As of now, Unsloth has not released a patched version, but has committed to doing so "as soon as possible." The team has requested that users refrain from distributing the flawed files on forums, Discord servers, or model hubs to prevent further propagation. In the interim, users are encouraged to use the original FP16 or BF16 versions of Qwen 3.5-35B from Hugging Face’s official model card, or to wait for the corrected GGUF releases.

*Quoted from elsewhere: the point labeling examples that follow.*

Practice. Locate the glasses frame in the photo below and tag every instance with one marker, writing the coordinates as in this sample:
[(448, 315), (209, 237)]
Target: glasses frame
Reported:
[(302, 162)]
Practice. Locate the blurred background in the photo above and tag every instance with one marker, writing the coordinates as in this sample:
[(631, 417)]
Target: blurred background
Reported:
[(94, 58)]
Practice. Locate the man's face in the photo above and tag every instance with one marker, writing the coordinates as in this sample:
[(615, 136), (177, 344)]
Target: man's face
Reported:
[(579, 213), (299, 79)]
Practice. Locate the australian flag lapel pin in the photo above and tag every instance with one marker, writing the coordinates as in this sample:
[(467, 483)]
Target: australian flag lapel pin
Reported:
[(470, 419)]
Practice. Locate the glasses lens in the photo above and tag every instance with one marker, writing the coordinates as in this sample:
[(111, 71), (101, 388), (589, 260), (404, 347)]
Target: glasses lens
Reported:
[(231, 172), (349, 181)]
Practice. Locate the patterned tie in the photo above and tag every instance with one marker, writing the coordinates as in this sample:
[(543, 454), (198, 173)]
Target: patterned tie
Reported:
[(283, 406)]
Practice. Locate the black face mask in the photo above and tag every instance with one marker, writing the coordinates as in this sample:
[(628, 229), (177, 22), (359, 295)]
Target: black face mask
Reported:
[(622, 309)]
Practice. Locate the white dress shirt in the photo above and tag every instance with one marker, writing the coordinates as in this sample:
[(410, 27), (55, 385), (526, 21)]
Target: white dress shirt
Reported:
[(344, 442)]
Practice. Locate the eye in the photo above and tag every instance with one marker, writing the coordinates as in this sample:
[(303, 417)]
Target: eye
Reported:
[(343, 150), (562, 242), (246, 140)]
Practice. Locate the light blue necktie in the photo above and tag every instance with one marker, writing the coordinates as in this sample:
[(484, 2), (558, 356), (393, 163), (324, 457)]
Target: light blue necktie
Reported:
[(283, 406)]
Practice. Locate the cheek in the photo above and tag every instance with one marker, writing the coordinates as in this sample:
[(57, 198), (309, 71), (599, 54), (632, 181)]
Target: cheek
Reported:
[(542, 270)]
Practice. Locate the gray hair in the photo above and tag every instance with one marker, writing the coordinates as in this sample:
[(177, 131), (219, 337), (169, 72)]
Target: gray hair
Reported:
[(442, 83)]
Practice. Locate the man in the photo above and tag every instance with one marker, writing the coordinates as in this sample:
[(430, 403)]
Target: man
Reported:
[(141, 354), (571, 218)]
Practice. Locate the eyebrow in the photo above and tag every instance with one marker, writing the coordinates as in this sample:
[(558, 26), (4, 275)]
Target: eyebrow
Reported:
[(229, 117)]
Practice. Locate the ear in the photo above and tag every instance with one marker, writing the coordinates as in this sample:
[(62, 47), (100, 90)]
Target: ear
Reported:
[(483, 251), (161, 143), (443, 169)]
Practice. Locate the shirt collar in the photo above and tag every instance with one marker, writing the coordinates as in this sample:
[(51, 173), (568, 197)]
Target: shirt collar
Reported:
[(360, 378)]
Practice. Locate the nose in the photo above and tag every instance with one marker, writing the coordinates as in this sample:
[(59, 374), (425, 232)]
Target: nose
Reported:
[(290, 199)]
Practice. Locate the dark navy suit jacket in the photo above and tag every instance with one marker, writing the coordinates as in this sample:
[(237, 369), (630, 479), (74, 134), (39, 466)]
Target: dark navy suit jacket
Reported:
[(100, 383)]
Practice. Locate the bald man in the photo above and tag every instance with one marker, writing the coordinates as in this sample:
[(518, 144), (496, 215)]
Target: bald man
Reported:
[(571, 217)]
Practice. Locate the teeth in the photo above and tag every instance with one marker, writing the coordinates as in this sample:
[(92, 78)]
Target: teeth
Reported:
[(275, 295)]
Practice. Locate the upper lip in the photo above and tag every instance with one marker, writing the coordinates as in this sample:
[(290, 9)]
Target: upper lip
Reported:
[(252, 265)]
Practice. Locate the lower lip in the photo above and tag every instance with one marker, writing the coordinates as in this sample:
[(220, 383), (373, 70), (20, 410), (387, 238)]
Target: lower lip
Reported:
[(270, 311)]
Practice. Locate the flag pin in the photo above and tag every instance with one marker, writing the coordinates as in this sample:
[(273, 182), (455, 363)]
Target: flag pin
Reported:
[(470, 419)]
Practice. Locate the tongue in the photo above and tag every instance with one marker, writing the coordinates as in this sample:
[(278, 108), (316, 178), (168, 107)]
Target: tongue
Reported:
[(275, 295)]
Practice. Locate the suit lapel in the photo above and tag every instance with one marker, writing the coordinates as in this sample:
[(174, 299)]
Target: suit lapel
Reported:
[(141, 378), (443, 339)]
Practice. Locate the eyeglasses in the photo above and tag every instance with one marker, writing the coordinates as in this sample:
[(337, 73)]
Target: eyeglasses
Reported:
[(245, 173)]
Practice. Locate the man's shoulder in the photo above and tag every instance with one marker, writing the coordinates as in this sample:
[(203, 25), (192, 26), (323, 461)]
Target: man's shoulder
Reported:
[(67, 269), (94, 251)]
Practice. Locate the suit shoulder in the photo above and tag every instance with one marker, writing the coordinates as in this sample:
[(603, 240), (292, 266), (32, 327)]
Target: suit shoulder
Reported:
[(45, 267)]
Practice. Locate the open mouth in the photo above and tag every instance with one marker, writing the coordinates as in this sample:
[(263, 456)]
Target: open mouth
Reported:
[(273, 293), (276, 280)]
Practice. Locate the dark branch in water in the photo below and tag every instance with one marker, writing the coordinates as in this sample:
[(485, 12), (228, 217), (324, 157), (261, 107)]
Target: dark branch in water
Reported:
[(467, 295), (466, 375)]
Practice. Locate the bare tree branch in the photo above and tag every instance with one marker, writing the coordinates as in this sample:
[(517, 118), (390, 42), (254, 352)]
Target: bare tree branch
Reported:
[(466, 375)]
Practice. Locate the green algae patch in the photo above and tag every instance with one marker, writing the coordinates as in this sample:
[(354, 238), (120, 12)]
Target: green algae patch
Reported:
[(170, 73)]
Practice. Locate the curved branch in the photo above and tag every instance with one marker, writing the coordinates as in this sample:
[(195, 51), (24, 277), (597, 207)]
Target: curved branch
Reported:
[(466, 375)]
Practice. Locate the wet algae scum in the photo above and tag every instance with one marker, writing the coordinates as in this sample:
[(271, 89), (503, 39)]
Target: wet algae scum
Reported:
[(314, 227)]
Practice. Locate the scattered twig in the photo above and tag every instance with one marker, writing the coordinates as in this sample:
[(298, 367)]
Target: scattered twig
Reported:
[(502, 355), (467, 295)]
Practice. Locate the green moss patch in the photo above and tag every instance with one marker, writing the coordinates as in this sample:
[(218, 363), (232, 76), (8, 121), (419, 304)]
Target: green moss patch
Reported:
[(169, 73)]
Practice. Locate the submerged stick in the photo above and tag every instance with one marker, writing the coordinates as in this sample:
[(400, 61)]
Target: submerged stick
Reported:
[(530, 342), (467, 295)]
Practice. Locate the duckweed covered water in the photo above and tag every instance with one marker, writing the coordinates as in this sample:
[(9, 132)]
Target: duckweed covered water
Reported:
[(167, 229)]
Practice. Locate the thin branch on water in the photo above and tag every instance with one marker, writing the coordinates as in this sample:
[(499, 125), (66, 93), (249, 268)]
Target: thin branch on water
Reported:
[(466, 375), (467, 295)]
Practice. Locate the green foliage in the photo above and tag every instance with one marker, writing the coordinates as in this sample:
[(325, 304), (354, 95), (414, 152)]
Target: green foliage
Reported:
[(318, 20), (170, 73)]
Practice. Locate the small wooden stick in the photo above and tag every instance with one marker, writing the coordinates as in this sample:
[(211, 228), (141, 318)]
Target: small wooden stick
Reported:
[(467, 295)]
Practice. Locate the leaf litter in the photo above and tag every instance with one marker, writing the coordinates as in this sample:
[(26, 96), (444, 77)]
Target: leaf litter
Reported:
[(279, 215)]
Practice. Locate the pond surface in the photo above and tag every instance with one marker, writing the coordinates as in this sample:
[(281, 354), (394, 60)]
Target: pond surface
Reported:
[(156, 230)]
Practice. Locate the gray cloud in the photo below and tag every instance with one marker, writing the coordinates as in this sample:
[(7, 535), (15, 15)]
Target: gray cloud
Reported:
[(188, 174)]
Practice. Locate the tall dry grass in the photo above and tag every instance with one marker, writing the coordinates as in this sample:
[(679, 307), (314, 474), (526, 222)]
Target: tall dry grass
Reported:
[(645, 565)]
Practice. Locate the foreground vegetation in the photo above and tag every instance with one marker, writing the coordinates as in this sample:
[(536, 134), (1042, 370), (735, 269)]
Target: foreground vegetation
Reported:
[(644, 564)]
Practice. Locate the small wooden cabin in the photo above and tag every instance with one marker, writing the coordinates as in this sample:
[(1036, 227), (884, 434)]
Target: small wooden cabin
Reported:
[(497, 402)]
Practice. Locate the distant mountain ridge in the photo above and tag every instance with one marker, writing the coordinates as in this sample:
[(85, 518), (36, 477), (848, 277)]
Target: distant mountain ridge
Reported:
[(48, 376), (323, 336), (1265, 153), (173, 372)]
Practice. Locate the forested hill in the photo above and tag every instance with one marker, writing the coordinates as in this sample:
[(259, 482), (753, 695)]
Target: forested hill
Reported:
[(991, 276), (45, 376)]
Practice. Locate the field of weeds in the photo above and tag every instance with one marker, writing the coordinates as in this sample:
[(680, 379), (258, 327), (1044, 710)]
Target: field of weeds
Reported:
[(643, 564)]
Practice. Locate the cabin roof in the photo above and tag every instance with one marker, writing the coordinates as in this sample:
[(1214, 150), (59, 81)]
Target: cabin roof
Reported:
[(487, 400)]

This incident underscores the growing complexity of the open-source AI ecosystem. While quantization tools have democratized access to powerful models, they have also introduced new vectors for silent failure. The transparency and rapid response from both Unsloth and the community serve as a model for responsible AI development. As quantization becomes more mainstream, standardized testing protocols and automated validation pipelines may become necessary to prevent similar issues in the future.
For updates, users are advised to monitor the official Hugging Face discussion thread and Unsloth’s GitHub repository. Until a verified fix is released, the community’s collective caution may prevent widespread disruption in local AI deployments worldwide.